Screen Shot 2020-05-08 at 16 32 49

For genera with multiple species we can do the same but for conspecifics. Here the closest match is a conspecific between 25% and 100% . The greatest confusion is between cup_11 and cup_12 (cup a and droop cup); oddly cup_14 and cup_15 (little master lip and band) are well differentiated. lekythos_25 and lekythos_26 also seem reasonably well differentiated (oddly)

Screen Shot 2020-05-08 at 16 24 42

Arianna did the same analysis for "original open curves", "70 point open curves", "original closed curves" and "70x2 point closed curves". Of these the "70x2 point closed curves" dataset worked best.

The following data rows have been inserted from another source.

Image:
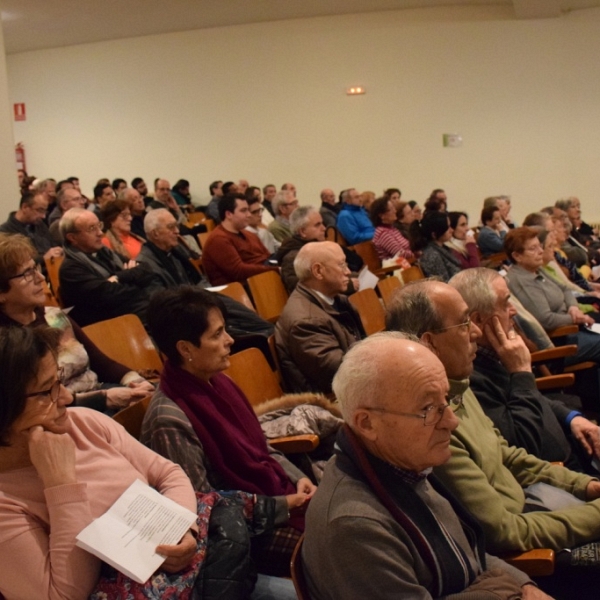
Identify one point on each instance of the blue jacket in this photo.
(354, 224)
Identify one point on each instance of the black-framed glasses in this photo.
(432, 415)
(466, 325)
(29, 274)
(91, 229)
(51, 395)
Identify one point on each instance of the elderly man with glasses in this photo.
(93, 279)
(521, 501)
(381, 525)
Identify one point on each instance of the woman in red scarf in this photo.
(201, 420)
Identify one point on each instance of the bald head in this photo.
(322, 267)
(387, 385)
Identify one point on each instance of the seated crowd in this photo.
(444, 465)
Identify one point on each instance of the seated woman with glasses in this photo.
(116, 217)
(201, 420)
(97, 381)
(61, 469)
(551, 303)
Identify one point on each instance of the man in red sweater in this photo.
(230, 253)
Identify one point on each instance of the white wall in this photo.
(8, 169)
(266, 102)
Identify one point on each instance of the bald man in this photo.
(380, 525)
(318, 324)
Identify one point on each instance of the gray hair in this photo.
(280, 198)
(122, 195)
(153, 218)
(303, 265)
(564, 203)
(412, 311)
(475, 286)
(358, 381)
(300, 217)
(344, 195)
(67, 222)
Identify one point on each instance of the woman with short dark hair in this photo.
(429, 236)
(201, 420)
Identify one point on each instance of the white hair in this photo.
(358, 381)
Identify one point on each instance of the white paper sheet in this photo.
(126, 535)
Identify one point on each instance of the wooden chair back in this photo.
(52, 267)
(297, 569)
(386, 288)
(131, 417)
(236, 291)
(413, 274)
(125, 340)
(372, 314)
(269, 294)
(251, 371)
(273, 349)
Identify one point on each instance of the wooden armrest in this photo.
(383, 271)
(580, 367)
(533, 562)
(562, 331)
(295, 444)
(552, 353)
(555, 381)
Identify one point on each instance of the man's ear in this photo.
(363, 424)
(427, 339)
(184, 348)
(477, 319)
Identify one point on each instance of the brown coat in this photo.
(311, 338)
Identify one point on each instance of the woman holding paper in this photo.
(59, 470)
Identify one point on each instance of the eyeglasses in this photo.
(91, 229)
(432, 415)
(466, 325)
(50, 396)
(29, 275)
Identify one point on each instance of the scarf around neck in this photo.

Armand1 commented 4 years ago

Norman did an eigenshape analysis on the 70x2 point closed curves dataset.

PC-1 vs PC-2

Stephen did the same: for comparison:

Image-H8CEK0

They look pretty similar.

Armand1 commented 4 years ago

Norman did a Canonical Variates Analysis on the 70x2 point closed curves dataset. This is an old kind of supervised ML that attempts to find derived variables that maximize the difference among a priori defined groups.

CV-1 vs CV-2 vs CV-3

He then jackknifed in order to test the robustness of species assignments. This is a plot of his confusion matrix. It's clear that he can assign nearly all species with a high accuracy (most are 100%). Some are confused: cup_11, cup_12, cup_13, cup_14 are all more or less confused with each other; cup_17 and cup_18 are too. Pelikes are confused, to some degree, with amphora_9. There is also some confusion between some amphora classes.

confustionmatrix

Armand1 commented 4 years ago

Embedding SRVF distances into linear space

Stephen "embedded" Arianna's SRVFs distances into linear dimensions in several ways. This was to test their use in phylogeny. The methods are: 2d embedding; 3d embedding (I think these are Multidimensional Scaling); "currents" and "monomial".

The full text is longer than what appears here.